I used to. After all, turning writing into a competitive sport is a crime. In my experience writers are the most supportive and collaborative people on earth. But contests serve a purpose. Not only do they help fund fledgling magazines like ours, and put money into the pockets of deserving authors, they help groom good writers. What author can resist the inner excitement that comes from the challenge of capturing a prize? What poet doesn’t both thrill to and loathe the sharp focus that comes from the dual pressure of dreaded deadline and hope of glory? Such is the deepest desire of all writers: to be seen fully, their souls naked on a page, and crowned with a laurel wreath. To be noticed, to be known, is to be validated.

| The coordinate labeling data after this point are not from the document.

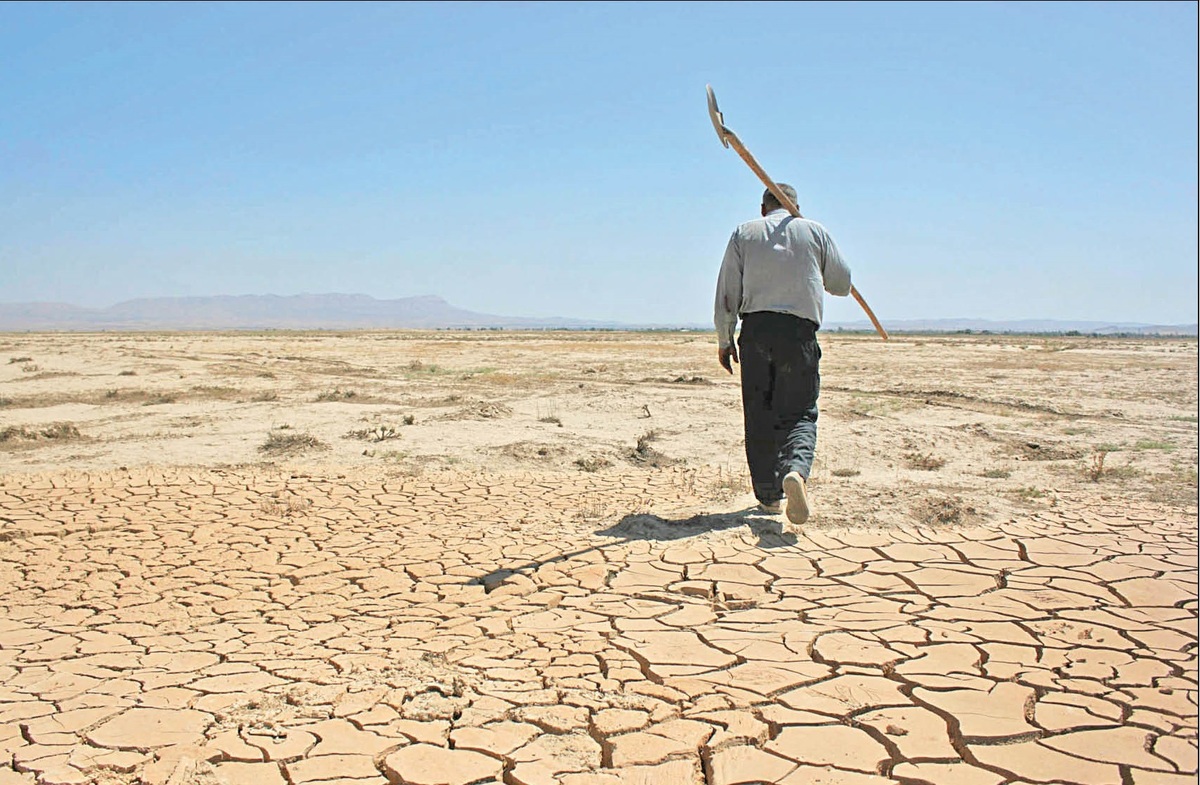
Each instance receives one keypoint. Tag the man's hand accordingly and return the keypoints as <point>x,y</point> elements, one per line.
<point>725,355</point>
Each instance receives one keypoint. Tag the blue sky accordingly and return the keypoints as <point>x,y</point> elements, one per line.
<point>997,161</point>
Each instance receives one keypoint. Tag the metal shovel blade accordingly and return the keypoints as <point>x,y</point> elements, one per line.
<point>714,114</point>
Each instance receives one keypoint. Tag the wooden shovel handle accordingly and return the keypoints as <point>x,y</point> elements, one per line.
<point>786,202</point>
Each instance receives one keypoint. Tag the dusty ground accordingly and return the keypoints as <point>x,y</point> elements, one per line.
<point>526,558</point>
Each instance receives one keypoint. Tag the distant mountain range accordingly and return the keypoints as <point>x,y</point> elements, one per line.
<point>361,311</point>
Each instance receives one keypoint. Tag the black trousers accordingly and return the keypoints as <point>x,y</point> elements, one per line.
<point>780,383</point>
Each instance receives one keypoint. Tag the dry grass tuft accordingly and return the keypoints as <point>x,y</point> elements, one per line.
<point>924,461</point>
<point>287,443</point>
<point>379,433</point>
<point>336,395</point>
<point>55,431</point>
<point>593,463</point>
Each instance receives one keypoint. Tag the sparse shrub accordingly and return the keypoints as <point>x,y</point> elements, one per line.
<point>593,462</point>
<point>924,461</point>
<point>285,443</point>
<point>285,505</point>
<point>60,431</point>
<point>1096,469</point>
<point>381,433</point>
<point>336,395</point>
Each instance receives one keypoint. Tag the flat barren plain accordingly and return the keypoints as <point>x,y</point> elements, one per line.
<point>532,558</point>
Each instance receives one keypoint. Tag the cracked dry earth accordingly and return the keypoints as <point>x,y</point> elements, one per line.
<point>468,573</point>
<point>174,627</point>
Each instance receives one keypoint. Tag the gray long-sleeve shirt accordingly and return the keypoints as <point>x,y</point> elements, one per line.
<point>778,263</point>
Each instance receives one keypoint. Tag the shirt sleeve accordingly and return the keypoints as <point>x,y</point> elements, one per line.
<point>833,268</point>
<point>729,293</point>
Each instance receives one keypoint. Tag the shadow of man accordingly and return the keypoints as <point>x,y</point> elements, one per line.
<point>646,526</point>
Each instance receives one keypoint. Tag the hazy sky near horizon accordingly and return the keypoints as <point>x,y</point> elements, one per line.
<point>996,161</point>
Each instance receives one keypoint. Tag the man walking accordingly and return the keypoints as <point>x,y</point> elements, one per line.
<point>775,271</point>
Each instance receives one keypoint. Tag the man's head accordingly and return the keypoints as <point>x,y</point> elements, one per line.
<point>769,203</point>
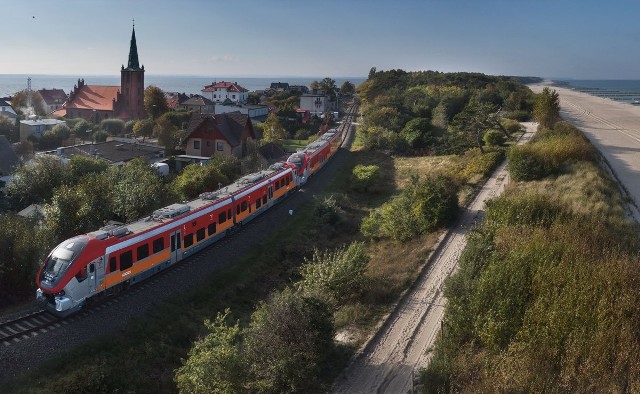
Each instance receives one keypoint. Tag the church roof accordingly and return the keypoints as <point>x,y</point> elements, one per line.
<point>133,64</point>
<point>94,97</point>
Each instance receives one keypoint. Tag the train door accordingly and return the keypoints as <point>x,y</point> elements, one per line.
<point>96,274</point>
<point>176,247</point>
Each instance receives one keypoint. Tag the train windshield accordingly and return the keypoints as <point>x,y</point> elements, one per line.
<point>61,259</point>
<point>296,159</point>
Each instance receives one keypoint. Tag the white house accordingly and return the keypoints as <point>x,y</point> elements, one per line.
<point>316,103</point>
<point>221,91</point>
<point>255,112</point>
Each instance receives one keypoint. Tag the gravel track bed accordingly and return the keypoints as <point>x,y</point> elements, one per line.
<point>114,314</point>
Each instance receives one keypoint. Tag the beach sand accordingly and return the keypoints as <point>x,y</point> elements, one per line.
<point>613,127</point>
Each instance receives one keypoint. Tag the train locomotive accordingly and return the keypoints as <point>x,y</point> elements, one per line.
<point>112,258</point>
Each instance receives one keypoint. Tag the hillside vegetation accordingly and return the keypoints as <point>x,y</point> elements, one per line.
<point>546,297</point>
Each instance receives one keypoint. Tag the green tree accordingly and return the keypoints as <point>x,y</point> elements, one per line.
<point>364,177</point>
<point>287,343</point>
<point>335,276</point>
<point>155,103</point>
<point>546,108</point>
<point>215,363</point>
<point>8,129</point>
<point>273,130</point>
<point>137,189</point>
<point>36,181</point>
<point>143,128</point>
<point>112,126</point>
<point>196,179</point>
<point>347,88</point>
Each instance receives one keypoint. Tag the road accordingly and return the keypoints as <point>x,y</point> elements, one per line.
<point>399,349</point>
<point>612,127</point>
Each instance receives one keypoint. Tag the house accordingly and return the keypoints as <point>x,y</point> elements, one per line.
<point>96,103</point>
<point>174,99</point>
<point>36,127</point>
<point>256,112</point>
<point>8,158</point>
<point>316,103</point>
<point>53,99</point>
<point>117,151</point>
<point>220,134</point>
<point>199,104</point>
<point>7,110</point>
<point>220,91</point>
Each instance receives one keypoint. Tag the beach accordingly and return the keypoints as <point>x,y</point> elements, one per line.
<point>612,127</point>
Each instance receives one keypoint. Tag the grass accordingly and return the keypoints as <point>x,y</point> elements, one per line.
<point>143,356</point>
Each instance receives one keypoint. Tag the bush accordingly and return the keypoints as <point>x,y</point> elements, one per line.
<point>422,207</point>
<point>494,138</point>
<point>364,177</point>
<point>335,277</point>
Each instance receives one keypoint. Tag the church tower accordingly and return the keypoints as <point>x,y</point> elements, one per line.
<point>132,83</point>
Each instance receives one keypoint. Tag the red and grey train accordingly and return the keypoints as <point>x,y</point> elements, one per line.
<point>109,259</point>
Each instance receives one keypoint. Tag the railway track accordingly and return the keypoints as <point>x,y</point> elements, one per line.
<point>26,326</point>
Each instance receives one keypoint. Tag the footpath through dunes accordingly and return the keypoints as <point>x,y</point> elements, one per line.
<point>612,127</point>
<point>388,362</point>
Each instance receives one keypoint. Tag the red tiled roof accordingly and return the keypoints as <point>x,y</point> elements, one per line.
<point>94,97</point>
<point>229,86</point>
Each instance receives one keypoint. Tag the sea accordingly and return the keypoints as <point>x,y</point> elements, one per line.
<point>623,90</point>
<point>12,83</point>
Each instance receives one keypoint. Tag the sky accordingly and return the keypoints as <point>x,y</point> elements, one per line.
<point>570,39</point>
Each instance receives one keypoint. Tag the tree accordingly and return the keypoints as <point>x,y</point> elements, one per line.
<point>19,101</point>
<point>36,181</point>
<point>196,179</point>
<point>347,88</point>
<point>546,108</point>
<point>168,135</point>
<point>476,118</point>
<point>215,363</point>
<point>137,189</point>
<point>273,130</point>
<point>8,129</point>
<point>287,343</point>
<point>143,128</point>
<point>112,126</point>
<point>154,102</point>
<point>335,276</point>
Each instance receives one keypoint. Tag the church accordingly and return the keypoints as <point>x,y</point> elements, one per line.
<point>96,103</point>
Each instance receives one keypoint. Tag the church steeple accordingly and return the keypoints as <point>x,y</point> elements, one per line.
<point>133,52</point>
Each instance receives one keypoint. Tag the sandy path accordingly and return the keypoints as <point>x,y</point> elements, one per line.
<point>388,361</point>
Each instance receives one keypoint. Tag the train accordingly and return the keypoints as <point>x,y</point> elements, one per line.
<point>114,257</point>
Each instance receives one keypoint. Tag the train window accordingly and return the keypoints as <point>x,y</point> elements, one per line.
<point>126,260</point>
<point>82,274</point>
<point>158,245</point>
<point>188,240</point>
<point>200,234</point>
<point>143,252</point>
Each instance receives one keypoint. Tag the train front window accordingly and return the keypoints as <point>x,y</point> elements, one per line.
<point>62,257</point>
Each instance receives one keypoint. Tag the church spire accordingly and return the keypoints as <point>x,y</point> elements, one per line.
<point>133,52</point>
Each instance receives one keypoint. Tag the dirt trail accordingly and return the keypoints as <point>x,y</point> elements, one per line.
<point>399,349</point>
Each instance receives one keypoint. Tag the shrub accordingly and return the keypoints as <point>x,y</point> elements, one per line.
<point>364,177</point>
<point>494,138</point>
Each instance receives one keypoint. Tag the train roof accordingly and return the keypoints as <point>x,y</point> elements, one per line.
<point>167,214</point>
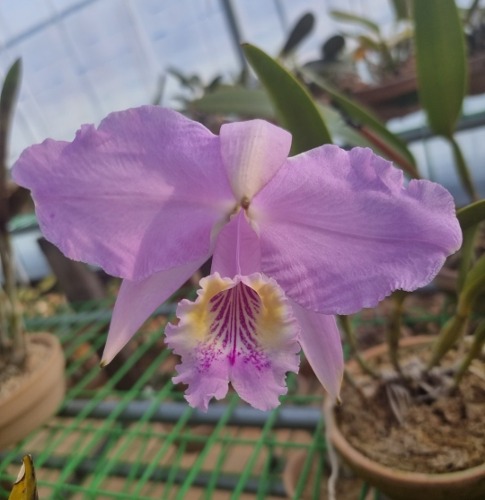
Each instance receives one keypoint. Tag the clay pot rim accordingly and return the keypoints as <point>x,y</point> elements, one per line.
<point>44,372</point>
<point>396,475</point>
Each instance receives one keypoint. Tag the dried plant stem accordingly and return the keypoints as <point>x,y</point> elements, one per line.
<point>451,332</point>
<point>473,352</point>
<point>12,347</point>
<point>13,319</point>
<point>350,339</point>
<point>349,379</point>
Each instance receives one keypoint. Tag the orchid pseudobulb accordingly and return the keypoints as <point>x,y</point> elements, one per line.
<point>150,195</point>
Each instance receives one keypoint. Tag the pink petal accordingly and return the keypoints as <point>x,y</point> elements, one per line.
<point>240,331</point>
<point>339,231</point>
<point>252,152</point>
<point>138,195</point>
<point>237,249</point>
<point>320,341</point>
<point>137,300</point>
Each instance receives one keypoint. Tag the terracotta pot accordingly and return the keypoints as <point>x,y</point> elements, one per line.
<point>38,395</point>
<point>402,485</point>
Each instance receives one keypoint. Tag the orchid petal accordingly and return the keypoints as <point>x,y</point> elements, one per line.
<point>252,152</point>
<point>139,194</point>
<point>237,248</point>
<point>321,343</point>
<point>137,300</point>
<point>339,231</point>
<point>240,331</point>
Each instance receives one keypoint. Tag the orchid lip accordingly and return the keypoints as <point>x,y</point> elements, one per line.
<point>241,331</point>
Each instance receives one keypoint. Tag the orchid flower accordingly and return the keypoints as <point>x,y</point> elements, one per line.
<point>150,196</point>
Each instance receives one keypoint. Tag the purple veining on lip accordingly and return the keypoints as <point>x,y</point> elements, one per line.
<point>235,313</point>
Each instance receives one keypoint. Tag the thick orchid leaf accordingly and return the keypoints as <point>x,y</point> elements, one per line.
<point>240,101</point>
<point>300,31</point>
<point>340,15</point>
<point>471,215</point>
<point>7,101</point>
<point>390,145</point>
<point>296,110</point>
<point>441,62</point>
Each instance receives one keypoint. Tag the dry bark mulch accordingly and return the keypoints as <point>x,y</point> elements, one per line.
<point>437,435</point>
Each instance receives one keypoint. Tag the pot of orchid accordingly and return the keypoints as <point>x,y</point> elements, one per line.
<point>31,366</point>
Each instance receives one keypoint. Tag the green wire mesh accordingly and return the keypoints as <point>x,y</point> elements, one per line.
<point>83,453</point>
<point>78,455</point>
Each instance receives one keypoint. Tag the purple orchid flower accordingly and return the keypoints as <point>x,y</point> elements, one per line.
<point>150,195</point>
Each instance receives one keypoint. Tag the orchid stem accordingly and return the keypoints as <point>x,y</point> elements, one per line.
<point>394,330</point>
<point>462,169</point>
<point>474,352</point>
<point>352,383</point>
<point>350,339</point>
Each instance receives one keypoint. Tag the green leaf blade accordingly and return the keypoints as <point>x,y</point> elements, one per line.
<point>295,107</point>
<point>441,62</point>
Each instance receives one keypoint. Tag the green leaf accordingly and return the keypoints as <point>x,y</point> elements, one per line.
<point>295,108</point>
<point>340,15</point>
<point>473,286</point>
<point>8,97</point>
<point>471,215</point>
<point>401,8</point>
<point>300,31</point>
<point>239,101</point>
<point>362,117</point>
<point>441,62</point>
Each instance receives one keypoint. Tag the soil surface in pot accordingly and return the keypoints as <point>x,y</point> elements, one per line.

Winning is good. But truth be told, no one else can give a writer that internal validation. I’ve received awards before, and they felt awkward things in my hands. I wanted to hide myself rather than be on a stage. Other people’s compliments and praise never live up to expectations, never satisfy that inner longing we all have to be truly heard. No matter how many prizes we win, I’m not sure that the yearning ever leaves us. I’m not sure I want it to, or else I might stop writing with the same intensity.
Winning a contest is an important feather to tuck in your cap in an occupation that has no promotions, performance bonuses, or yearly raises. And a cash prize of $500 is nothing to sneeze at either! So please do enter our Magpie poetry contest. (Deadline is June 15th, limited to 500 entries.) Our editors will be reading your poem, gently and with reverence, and we will appreciate the coins you are tossing into our cap. We are brothers and sisters together, dreaming of the laurel wreaths that hide our fears.